The Chicago International Film Festival also features short film programs in over eight categories. The City and State short films is the festival’s biggest celebrations, as local talent express their interpretations of the cinema art in short form. Titles are “Nomad,” “Chasm,” “Unknown Unknown,” “I Am the Passenger,” “Marlene,” “Nick Santore” “Retrocognition,” and “The Same River Twice.” Come support the local auteurs, coming to a theater in the future near you. (PM)

Friday, 10/23, 5:30pm

“Where to Invade Next”

Where to Invade Next
’Where to Invade Next,’ Directed by Michael Moore
Photo credit: Chicago International Film Festival

Director and provocateur Michael Moore is back, with a new documentary that will again have people talking. His question is simple – for the large expenditure output that the United States uses for military defense, and the taxes we pay as citizens, how could we spend the money alternatively? For this, Moore goes around the world, highlighting the innovative social systems of other countries, who prefer to keep their countrymen happy and more productive. What is striking is Moore’s almost giddy optimism, as he opines that was once thought impossible (gay marriage, for example) is now the law. Couldn’t we apply that same hope for social evolution in America? Michael Moore will make an appearance on behalf of the film. (PM)

Friday, 10/23, 7pm
Sunday, 10/35. 12pm
Monday, 10/36, 3pm


‘Hitchcock/Truffaut,’ Directed by Kent Jones
Photo credit: Chicago International Film Festival

A must see for classic film and Alfred Hitchcock admirers and French New Wave fans. Framed around the legendary 1963 interviews that New Wave Director Francois Truffaut did with the Master of Suspense, Alfred Hitchcock (which later became a must-have book), “Hitchcock/Truffaut” is a wondrous time capsule, and uses the actual taped conversations to advance the wealth of the Hitchcock career film highlights. The beauty of this overview, conceived and directed by Kent Jones, is the perceived innocence of the project, in a time when celebrity and movie culture was not so prominent. Truffaut is merely a disciple of Hitchcock, and it was his expansion to the book in 1966 that transformed Hitch into the deserved legend – this documentary is a welcome reminder of that breakthrough.
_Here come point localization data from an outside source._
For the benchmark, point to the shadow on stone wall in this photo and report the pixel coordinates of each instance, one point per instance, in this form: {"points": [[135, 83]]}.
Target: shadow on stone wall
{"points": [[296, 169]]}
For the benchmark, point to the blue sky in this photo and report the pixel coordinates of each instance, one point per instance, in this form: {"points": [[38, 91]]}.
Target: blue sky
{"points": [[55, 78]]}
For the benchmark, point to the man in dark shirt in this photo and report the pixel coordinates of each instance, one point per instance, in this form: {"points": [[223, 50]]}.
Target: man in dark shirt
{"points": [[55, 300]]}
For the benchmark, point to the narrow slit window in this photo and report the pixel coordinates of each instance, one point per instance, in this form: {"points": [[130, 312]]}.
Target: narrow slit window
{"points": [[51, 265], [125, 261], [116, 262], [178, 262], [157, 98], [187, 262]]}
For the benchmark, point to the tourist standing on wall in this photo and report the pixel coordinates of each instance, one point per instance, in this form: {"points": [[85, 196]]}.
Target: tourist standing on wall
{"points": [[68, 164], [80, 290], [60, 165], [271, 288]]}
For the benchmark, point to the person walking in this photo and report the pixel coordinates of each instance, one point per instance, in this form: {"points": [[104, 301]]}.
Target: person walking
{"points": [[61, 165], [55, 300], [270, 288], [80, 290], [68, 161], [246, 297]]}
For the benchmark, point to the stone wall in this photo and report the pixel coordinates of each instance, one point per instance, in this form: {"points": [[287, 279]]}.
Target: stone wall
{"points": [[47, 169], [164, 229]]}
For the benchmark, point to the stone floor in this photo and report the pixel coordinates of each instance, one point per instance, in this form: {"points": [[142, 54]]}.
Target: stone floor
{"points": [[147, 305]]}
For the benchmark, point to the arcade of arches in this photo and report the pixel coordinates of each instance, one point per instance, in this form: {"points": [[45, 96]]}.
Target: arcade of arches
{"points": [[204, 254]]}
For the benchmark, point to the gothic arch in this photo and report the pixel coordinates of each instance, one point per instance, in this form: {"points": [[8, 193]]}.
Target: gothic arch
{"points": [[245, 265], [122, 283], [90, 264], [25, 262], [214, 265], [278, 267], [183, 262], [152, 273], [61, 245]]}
Exquisite. (PM)

Saturday, 10/24, 5pm
Monday, 10/26, 6pm

“The 33”

The 33
‘ The 33,’ Directed by Patricia Riggen
Photo credit: Chicago International Film Festival

For a film that is based on a true story, and the outcome is known, director Patricia Riggen was able to put together a terse and interesting narrative film about the 2010 incident involving 22 Chilean miners, who were trapped underground for 69 days after their workplace collapses. There are absolutely passionate performances by the mostly Latin cast, including a surprisingly deep turn by Antonio Banderas as the leader of the trapped crew. Although the beginning is amusingly like other disaster movies – the retiree, the expectant father, the outsider, the alcoholic – the film is actually more subtle, and contains some story surprises that director Riggen wisely uses to break up the claustrophobia of the men trapped in a hole. And surprise, there is brilliant French actress Juliette Binoche as a Chilean empanada maven. (PM)

Saturday, 10/24, 6pm

“In the Shadow of Women”

In the Shadow of Women
‘In the Shadow of Women,’ Directed by Philippe Garrel
Photo credit: Chicago International Film Festival

Fans of Noah Baumbach will be right at home. Philippe Garrel’s “In the Shadow of Women” draws on the same sources of influence and pinpoints them to similar narrative ambitions – namely, there’s an oddball synthesis of Woody Allen and the French New Wave. Shot in beautiful black and white, “Women” follows a young married couple, both documentary filmmakers, who are mutually unfaithful. The unlikable man, Pierre, (Stanislas Merhar), can’t keep his paws off a beautiful film archivist (Lena Paugam) who, in turn, might be in love with him. PIerre’s wife Manon (Clotilde Courau) also has a man on the side, and all the usual conflicts follow. There’s the obligatory passive aggressiveness between the central couple, the expected fights between a man and his mistress about leaving the wife, and the inevitably sad revelations that always follow. Luckily, the crisp visuals and fine performances elevate well trodden territory to the point of being consistently engaging. The two women leading the picture are a particular joy to watch, presenting two dynamic, singular people with a level of nuance uncommon in by the book domestic dramas. (BH)

Saturday, 10/24, 8pm
Tuesday, 10/27, 7:45pm

“A Perfect Day”

A Perfect Day
‘A Perfect Day,’ Directed by Fernando Leon de Aranoa
Photo credit: Chicago International Film Festival

Director Fernando Leon de Aranoa’s “A Perfect Day” is an imperfect film. Tonally uneven and without much driving the movie forward, this is labored if intermittently enjoyable viewing. The setting is ten year ago, set “somewhere in the Balkans” amidst a boiling cauldron of warring locals. Benecio Del Toro stars as Mambrú, a humanitarian aid worker given the lurid task of using his truck and some rope to pull a “fatso” stuck deep at the bottom of a well. The U.N. says the war is over, but this black comedy shows the impotent reach of international political hierarchy. Mabrú has his team, including a rock-and-roll Tim Robbins wearing a bandana, Mélanie Theirry as an idealistic new recruit, and Olga Kurylenko as the mysterious vixen from his past, as they travel from region to region in search of rope. Well intentioned and earnest, but flawed. (BH)

Sunday, 10/25, 8pm
Tuesday, 10/27, 7:45pm


Best of the Fest
Best of the Fest at the 51st Chicago International Film Festival
Photo credit: Chicago International Film Festival

An incredible opportunity to take advantage of what audiences and festival facilitators consider the “Best of…” As the Hugo Awards are given tomorrow night, these films will also be included. Make sure you go on the 51st Chicago International Film Festival website (listed below) on or around Wednesday, October 28th – the final day before the festival ends – to get a full schedule for BEST OF THE FEST. (PM)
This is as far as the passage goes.